Awakening a defunct conductor: Oskar Fried (part 1)

Cross paths with some sounds and you might risk being abducted. How did it come about and just who’s the force behind this business? Brushing away the dust clinging to Oskar Fried, a dead conductor, exposes his sounds through technology and drags him right back here from sleeping in the shellac grooves.

Every glimpse of him brought unexpected associations, one reaction after another, either extreme loathing or profound admiration, nothing half-way. Fried rascally covered all traces, leaving only a sound trail behind, shrouding his outside activities in mystery, one we shall attempt to untangle, on the installment plan, starting now.

We open the scene onto a suite from Stravinsky’s Firebird:

l. to r.: Oskar Fried (monocle and cigar), Eva Gauthier (singer, hostess), Tedesco (conductor),George Gershwin (meeting Ravel for the first time); seated: birthday boy Maurice Ravel

Beyond belief how he began conducting with the Berlin Philharmonic around 1905, for he never led an orchestra before them. He confessed to a Berlin critic that the only work after desultory years as a dissipated Berliner playing the role of a Paris bohemian was some horn parts here and there, then training dogs and circus animals, probably the best steps towards becoming a conductor.

Landing into an avant-garde Berlin, some powers controlling recordings had Fried bring the whole Philharmonic into a hall and capture the Firebird in 1928.

Karsavina: the first Firebird.

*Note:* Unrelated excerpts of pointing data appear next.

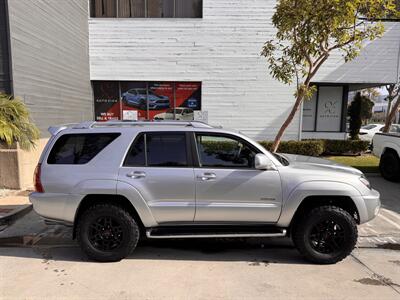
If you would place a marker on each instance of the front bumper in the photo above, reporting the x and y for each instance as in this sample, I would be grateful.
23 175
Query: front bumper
55 206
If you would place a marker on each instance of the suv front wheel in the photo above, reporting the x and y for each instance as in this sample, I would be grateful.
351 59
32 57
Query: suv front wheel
107 232
325 235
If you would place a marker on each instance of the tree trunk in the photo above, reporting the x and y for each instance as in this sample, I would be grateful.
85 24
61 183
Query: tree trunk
391 116
286 124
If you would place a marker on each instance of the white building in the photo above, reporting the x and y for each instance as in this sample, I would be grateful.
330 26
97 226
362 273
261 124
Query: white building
98 59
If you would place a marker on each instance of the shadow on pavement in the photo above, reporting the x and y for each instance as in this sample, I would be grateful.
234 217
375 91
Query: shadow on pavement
253 251
390 192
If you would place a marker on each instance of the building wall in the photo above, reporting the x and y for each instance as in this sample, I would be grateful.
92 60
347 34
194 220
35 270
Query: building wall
5 84
222 50
50 61
50 69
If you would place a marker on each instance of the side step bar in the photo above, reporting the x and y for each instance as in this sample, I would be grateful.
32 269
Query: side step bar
153 234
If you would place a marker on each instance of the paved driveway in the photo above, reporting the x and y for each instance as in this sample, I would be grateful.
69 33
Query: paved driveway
37 261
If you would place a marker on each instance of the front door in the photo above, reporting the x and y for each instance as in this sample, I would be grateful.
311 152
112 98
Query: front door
158 166
228 187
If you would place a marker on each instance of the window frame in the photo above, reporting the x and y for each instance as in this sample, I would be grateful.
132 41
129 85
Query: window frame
188 145
226 135
117 135
92 8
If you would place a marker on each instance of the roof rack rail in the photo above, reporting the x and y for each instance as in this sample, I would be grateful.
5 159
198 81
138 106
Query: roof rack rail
195 124
91 124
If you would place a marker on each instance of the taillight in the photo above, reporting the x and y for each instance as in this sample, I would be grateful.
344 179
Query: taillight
36 179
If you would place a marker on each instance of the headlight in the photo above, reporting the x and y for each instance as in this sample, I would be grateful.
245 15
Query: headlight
365 181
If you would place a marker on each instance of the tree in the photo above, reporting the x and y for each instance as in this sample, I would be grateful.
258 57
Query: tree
15 123
359 110
393 92
307 33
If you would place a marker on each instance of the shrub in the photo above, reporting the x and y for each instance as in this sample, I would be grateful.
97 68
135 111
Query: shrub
335 147
308 147
15 124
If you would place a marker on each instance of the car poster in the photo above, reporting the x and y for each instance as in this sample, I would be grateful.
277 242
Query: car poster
134 97
161 98
140 100
106 100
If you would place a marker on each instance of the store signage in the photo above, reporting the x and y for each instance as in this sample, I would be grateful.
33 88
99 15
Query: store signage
141 100
309 113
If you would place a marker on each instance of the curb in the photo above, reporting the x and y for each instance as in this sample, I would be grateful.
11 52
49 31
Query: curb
15 215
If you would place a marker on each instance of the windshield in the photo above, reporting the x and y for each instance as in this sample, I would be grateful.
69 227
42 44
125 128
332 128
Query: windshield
368 127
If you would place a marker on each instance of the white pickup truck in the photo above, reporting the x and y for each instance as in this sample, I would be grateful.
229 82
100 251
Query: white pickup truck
386 146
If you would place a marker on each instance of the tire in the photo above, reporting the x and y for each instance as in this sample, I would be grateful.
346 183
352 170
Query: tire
389 166
326 235
106 233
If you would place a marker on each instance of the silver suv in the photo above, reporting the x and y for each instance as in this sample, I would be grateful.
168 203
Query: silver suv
116 182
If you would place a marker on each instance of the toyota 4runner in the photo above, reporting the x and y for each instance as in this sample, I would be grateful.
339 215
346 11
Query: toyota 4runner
116 182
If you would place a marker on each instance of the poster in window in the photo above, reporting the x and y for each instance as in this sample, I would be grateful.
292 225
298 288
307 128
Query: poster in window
134 98
160 99
106 100
329 112
188 94
309 113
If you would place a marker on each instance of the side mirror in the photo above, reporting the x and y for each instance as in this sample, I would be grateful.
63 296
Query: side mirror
262 162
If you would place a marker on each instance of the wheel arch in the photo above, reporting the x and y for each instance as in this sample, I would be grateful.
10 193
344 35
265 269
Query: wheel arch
117 200
310 202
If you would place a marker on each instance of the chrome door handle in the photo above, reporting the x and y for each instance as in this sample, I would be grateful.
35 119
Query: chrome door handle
207 176
136 174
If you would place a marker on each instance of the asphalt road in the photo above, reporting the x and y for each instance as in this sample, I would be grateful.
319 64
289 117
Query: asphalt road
40 262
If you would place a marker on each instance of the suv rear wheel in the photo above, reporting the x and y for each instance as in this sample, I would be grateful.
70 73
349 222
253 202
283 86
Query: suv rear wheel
107 232
390 166
325 235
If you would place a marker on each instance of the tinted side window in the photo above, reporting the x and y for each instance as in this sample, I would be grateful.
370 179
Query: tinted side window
78 149
166 150
136 156
224 152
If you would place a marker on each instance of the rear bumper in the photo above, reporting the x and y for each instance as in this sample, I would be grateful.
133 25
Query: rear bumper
55 206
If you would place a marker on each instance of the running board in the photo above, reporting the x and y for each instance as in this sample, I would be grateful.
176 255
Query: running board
155 233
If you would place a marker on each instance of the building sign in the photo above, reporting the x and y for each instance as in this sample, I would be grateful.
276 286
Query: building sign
329 113
106 101
138 100
309 112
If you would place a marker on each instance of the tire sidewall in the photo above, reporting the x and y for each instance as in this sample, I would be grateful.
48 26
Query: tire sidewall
129 228
302 239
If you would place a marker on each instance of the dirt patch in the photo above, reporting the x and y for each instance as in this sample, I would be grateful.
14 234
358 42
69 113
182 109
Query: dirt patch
377 280
369 281
389 246
396 262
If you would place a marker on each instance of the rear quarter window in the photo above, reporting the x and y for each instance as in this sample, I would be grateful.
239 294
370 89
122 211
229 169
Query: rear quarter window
79 149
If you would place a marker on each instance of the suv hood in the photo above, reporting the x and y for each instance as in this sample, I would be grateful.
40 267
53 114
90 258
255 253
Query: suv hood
318 164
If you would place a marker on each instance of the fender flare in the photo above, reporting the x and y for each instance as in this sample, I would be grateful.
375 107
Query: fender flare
313 188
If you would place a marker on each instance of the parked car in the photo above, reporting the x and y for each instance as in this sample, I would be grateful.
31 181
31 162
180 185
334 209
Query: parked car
139 97
115 182
386 146
178 113
367 132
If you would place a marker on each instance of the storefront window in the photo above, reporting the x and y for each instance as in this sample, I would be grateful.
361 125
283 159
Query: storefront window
146 8
138 100
324 111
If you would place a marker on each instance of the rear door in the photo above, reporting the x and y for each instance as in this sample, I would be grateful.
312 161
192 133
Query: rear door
159 165
228 187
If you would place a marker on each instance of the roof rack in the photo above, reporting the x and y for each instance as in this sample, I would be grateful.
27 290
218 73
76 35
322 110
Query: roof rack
91 124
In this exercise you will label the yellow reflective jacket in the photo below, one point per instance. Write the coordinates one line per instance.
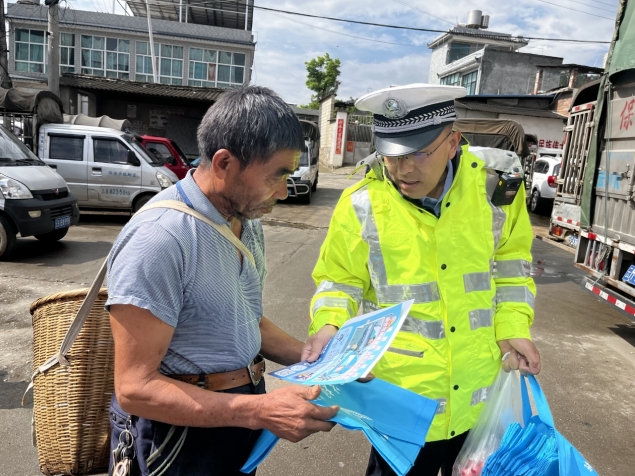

Ballets Russes, 1910.

A malevolent dance sears with sulphuric stench and heat, shifting our sensibilities onto a daemonic plane. Old records are noisy so any Sissies out there should cover their ears or leave. Time makes noise but these sounds will nourish your soul:

firebird 1

The ballet was a recent arrival, still jolting to most pampered 19th century ears at large, something that could amuse Fried, who later teased audiences by juxtaposing works that never belong together, breaking the rules and succeeding.

His life started in 1871, a good ten years before Stravinsky’s. While saying that he had to quit school at a very early age to work, I spotted references to him by the poet Rilke, who became the older boy’s friend and confidante at their exclusive boarding school.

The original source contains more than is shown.